Avec l’aide de notre chef Patrice Gosselin, on se penche sur une question existentielle qui a un impact majeur sur notre destin culinaire au quotidien, soit : quelle poêle utiliser dans notre cuisine ? À vrai dire, on n’a pas vraiment de mérite, la question nous a été lancée par courriel par la tenace et perspicace Ôde depuis un petit bout déjà, donc on s’est dit qu’on ferait d’une pierre deux coups en vous présentant un dossier spécial qui tentera de faire le tour de la question, mais sans y répondre directement. On espère quand même que cela peut vous aider, car comme tout le monde sait, les poêles ne sont pas éternelles.

LES FABRICANTS DE POÊLES
FONT DES AFFAIRES D'OR

Un peu comme pour les automobiles et les souliers de course, le prix des poêles peut fluctuer de façon parfaitement ridicule et les résultats ne sont garantis que si l’on sait vraiment s’en servir (et encore). Il y a une panoplie de facteurs qui entrent en ligne de compte pour justifier le prix d’une poêle. Primo, il y a le matériel utilisé. Le cuivre ou l’acier inoxydable étant plus dispendieux que l’aluminium, attendez-vous à une différence de prix marqué que vous pourrez souvent détecter au poids. Truc : si les veines de vos biceps font des spasmes à répétition lorsque vous faites votre sauté asiatique, c’est que vous avez une poêle de qualité. (Et surement du bon crédit aussi). Si vous êtes du genre que tout ce que vous touchez en cuisine devient or, cela tombe bien, il y a aussi la marque italienne de Baldassare Agnelli qui offre des batteries de cuisine plaquées or dans un beau catalogue de 292 pages en ligne. Le prix pour une petite casserole débute à 1500 $ US.

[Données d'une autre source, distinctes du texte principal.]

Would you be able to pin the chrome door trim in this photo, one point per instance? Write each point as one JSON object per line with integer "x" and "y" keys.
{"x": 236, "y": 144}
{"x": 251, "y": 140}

Puis il y a le nombre de plis d’une casserole, c’est-à-dire les couches de métal utilisées qui varient normalement entre 3, 5 et 7 pour les plus dispendieuses. Et il y a aussi la confection elle-même : la poêle est-elle façonnée par un artisan forgeron hellénique borgne, barbu et torse nu battant le fer chaud à mains nues sur un feu endiablé, dans une petite île perdue dans la mer d’Égée (on exagère à peine) ou votre poêle a-t-elle été assemblée dans une usine en Chine lors de la récréation ?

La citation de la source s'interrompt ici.